Even five seats would give Brash little leverage for his tough policy demands. He would support National but not take a ministerial post. Hide has a legacy in the little-noticed but important regulatory reform he drove. What can Brash negotiate post-election for his legacy?
Some in National expect Banks to become leader and morph into a National MP in ACT drag, much as Jim Anderton by 2005 was a Labour MP in Progressive drag.
A re-elected Dunne would be Revenue Minister, which he has been with both Labour and National. Now well established, he could count on some more wins to add to his list.
But even if he were to lift his party vote, he won't bring in with him party president Judy Turner, a well-liked 2002-08 MP who is sticking to local politics as Whakatane's deputy mayor.
Turner invited United Futurists to rethink politics.
Most politics is presented as "problem" inviting "solution". Politicians feel needed. Turner says that is to see things through a "deficit" lens. Instead, she wants a "strength" lens.
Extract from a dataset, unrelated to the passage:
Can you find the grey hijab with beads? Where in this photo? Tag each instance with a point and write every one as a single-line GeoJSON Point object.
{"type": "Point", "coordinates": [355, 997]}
She cited a 14-year-old who ticked the school box as failing but was actually ensuring siblings were being fed, got to school and kept safe with her aunt when their addict mother went off the rails. Building on her "strengths" would be more productive than fixating on her "deficits".
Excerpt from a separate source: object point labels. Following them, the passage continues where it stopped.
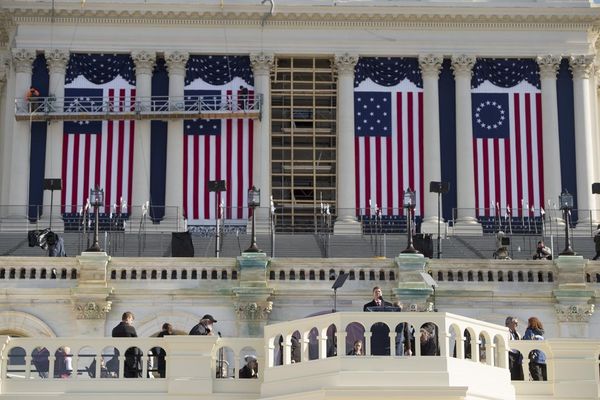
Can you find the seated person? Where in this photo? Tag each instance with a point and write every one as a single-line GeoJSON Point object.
{"type": "Point", "coordinates": [250, 370]}
{"type": "Point", "coordinates": [542, 252]}
{"type": "Point", "coordinates": [356, 349]}
{"type": "Point", "coordinates": [428, 340]}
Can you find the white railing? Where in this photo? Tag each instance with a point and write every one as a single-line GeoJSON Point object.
{"type": "Point", "coordinates": [127, 107]}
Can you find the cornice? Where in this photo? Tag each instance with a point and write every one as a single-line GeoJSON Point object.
{"type": "Point", "coordinates": [343, 17]}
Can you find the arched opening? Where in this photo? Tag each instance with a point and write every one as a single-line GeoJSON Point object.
{"type": "Point", "coordinates": [380, 339]}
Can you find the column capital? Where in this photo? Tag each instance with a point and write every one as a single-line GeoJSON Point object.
{"type": "Point", "coordinates": [345, 63]}
{"type": "Point", "coordinates": [3, 71]}
{"type": "Point", "coordinates": [144, 61]}
{"type": "Point", "coordinates": [549, 65]}
{"type": "Point", "coordinates": [463, 64]}
{"type": "Point", "coordinates": [23, 59]}
{"type": "Point", "coordinates": [582, 66]}
{"type": "Point", "coordinates": [176, 61]}
{"type": "Point", "coordinates": [431, 64]}
{"type": "Point", "coordinates": [262, 63]}
{"type": "Point", "coordinates": [57, 60]}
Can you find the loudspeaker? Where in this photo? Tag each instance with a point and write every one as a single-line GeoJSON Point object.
{"type": "Point", "coordinates": [423, 243]}
{"type": "Point", "coordinates": [439, 187]}
{"type": "Point", "coordinates": [53, 184]}
{"type": "Point", "coordinates": [181, 244]}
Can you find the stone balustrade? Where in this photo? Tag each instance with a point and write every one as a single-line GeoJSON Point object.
{"type": "Point", "coordinates": [473, 356]}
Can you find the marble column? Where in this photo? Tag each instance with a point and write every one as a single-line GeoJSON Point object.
{"type": "Point", "coordinates": [18, 181]}
{"type": "Point", "coordinates": [3, 104]}
{"type": "Point", "coordinates": [57, 61]}
{"type": "Point", "coordinates": [582, 67]}
{"type": "Point", "coordinates": [549, 65]}
{"type": "Point", "coordinates": [466, 222]}
{"type": "Point", "coordinates": [346, 222]}
{"type": "Point", "coordinates": [176, 62]}
{"type": "Point", "coordinates": [262, 65]}
{"type": "Point", "coordinates": [432, 167]}
{"type": "Point", "coordinates": [144, 64]}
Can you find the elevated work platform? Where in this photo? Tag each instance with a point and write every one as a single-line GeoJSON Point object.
{"type": "Point", "coordinates": [138, 108]}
Most psychologists know this. Turner uses it with addicted men. She pressed her party to apply it to politics and policy -- to (paraphrasing her) focus on "opportunity" and how to seize it.
Dunne missed that cue in his speech, talking of people feeling they had too little choice in an unfair world. Downtown, Brash railed at the problem of bad teachers and bad schools (and bad grammar) and urged "free schools" as the solution (as Lockwood Smith once did, thereby getting himself sacked).
Turner is one of those sunny people who bring light into a room. With the attack ads and character assassination soon to start, Whakatane might not be a bad place in which to hole up for the election season.
* The original column referred to Catherine Isaac as Catherine Judd, which was her name while president of ACT.
Also, an afterthought: another way Peter Dunne winning Ohariu might not add a seat to National's side would be if National would have got the last list quota seat if Katrina Shanks had won.